Corriere della Sera, 4 dicembre 2022
Pelè sta male
Fate in fretta, l’alchimista sta esaurendo le magie. O Rei aggrappato alla vita («Sono forte, ho fede in Dio, i messaggi mi danno energia») è il viatico della Seleçao che domani affronta la Corea del Sud negli ottavi del Mondiale. Il totem resiste, verrà il tempo della saudade ma adesso l’impresa.

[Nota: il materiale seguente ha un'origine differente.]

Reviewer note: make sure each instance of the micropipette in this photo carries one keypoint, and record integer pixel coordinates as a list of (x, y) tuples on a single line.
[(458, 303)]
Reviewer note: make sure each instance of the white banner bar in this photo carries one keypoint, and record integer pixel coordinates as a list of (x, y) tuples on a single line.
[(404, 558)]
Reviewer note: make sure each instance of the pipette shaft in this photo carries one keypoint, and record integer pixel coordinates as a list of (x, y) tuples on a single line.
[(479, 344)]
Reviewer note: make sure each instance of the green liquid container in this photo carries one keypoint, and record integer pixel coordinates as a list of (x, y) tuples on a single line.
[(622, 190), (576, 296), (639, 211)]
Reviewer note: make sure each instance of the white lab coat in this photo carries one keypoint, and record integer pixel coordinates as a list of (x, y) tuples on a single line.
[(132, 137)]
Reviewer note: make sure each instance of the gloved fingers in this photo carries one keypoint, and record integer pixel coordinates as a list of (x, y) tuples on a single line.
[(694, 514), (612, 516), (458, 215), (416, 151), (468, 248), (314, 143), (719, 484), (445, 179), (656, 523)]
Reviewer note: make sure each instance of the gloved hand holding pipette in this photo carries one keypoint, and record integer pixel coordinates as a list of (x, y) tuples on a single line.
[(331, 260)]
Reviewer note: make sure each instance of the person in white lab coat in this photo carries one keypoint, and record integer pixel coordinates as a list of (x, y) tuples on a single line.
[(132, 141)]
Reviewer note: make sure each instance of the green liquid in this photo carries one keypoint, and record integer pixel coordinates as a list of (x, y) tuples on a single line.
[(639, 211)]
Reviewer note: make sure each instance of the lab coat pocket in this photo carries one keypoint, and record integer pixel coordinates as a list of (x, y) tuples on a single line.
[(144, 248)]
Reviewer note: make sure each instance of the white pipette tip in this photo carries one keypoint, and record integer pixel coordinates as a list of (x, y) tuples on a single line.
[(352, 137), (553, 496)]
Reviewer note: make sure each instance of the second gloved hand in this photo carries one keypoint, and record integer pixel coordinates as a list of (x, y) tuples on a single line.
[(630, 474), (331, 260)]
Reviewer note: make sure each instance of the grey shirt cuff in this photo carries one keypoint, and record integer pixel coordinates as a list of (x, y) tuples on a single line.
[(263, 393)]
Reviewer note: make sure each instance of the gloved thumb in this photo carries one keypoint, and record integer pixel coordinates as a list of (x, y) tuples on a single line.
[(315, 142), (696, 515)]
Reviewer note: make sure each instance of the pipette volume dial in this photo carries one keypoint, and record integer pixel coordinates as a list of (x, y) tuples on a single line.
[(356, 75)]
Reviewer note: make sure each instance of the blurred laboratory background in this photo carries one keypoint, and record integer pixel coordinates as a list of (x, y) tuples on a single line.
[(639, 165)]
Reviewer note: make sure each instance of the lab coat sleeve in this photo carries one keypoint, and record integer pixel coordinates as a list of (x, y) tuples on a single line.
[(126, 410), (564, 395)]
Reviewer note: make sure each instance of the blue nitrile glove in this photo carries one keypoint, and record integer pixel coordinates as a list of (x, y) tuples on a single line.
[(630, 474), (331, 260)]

«Una partita da fermare il battito del cuore» scriveva su Twitter il 28 novembre Edson Arantes do Nascimiento detto Pelé (lo pseudonimo non gli è mai piaciuto, preferiva Dico, il soprannome inventato dallo zio Jorge con cui la madre Celeste l’ha sempre chiamato), giorno di Brasile-Svizzera 1-0. Ventiquattrore dopo è stato ricoverato all’ospedale Albert Einstein di San Paolo: sembravano gli esami periodici con cui da un anno e mezzo il calciatore più famoso del mondo tiene sotto controllo un tumore al colon («Calma amici, papà sta mettendo a punto con i medici i farmaci da prendere. Nessuna sorpresa né emergenza: si tratta dei soliti test» ha postato sui social la figlia Kely Nascimento), invece la situazione sarebbe rapidamente precipitata. «Pelé non risponde alle cure chemioterapiche, è stato spostato nel reparto di quelle palliative» titola la Folha de Sao Paulo, quotidiano paulista, aggiungendo a un quadro sanitario già allarmante l’insorgere di un’infezione respiratoria oltre alle metastasi al fegato e ai polmoni, l’ennesimo spettro per la salute già minata dell’82enne leggenda brasiliana. Dal Qatar, dove è al seguito della Nazionale di Tite, Kely si sforza di essere ottimista («Non salterò su un volo per correre lì: i miei fratelli sono in Brasile, io li raggiungerò a Capodanno») però il Paese tiene il fiato sospeso. A 12 mila chilometri di distanza la Seleçao di O Ney (Neymar stella infortunata, ieri ha ricominciato ad allenarsi: compagni e tifosi lo aspettano in campo per la finale) prova a conquistare il sesto Mondiale, a casa O Rei (che di Mondiali ne ha vinti tre – ’58, ’62, ’70 —, record) tenta l’ultima fuga per la vittoria.
Non c’è bossa nova di Jobim che possa lenire il dolore per il lungo addio di Pelé, davanti all’ospedale cominciano a formarsi capannelli e cori, la Fifa lo omaggia facendo alzare nel cielo di Doha cento droni che disegnano la maglia verdeoro numero 10, «guarisci presto campione» è il messaggio. Non c’è ex calciatore, erede, amico che in queste ore non ricordi il migliore, sono passati solo 373 giorni dalla scomparsa dell’altro grandissimo, Maradona, il pianeta calcio non è pronto per un secondo profondissimo lutto. Presente e passato si fondono in un’unica spoon river. Harry Kane, capitano dell’Inghilterra: «La Nazionale dei Tre Leoni ti augura il meglio». Jurgen Klinsmann, ex bomber e c.t. della Germania: «Sei una persona meravigliosa, prego per te». Tite, c.t. del Brasile: «Lui è il nostro maggior rappresentante, un extraterrestre diventato terrestre. Tutti i nostri pensieri sono per lui». Mbappé, il centravanti della Francia che Pelé volle conoscere dopo il trionfo al Mondiale 2018, quando a 19 anni e 207 giorni divenne il più giovane bomber in una finale, secondo solo al brasiliano (17 anni e 249 giorni nel ’58 in Svezia, doppietta): «Pray for the King».
In Qatar l’anziano campione che si rifiuta di arrendersi è sugli striscioni, sui grattacieli, nei laser che illuminano lo stadio di Lusail, dove il 18 dicembre si assegnerà la coppa, sopra le maglie celebrative di una generazione che ha imparato a conoscerlo per sentito dire, nei filmati su YouTube, grazie ai racconti dei nonni. Ragazzi che, pur non avendolo mai visto in azione, non hanno potuto fare altro che amarlo. Il mondo tifa per l’icona che puliva scarpe per guadagnare qualche real: il bambino che inventò il calcio prendendo a pedate un mango (e poi una palla di stracci) non può essere mortale.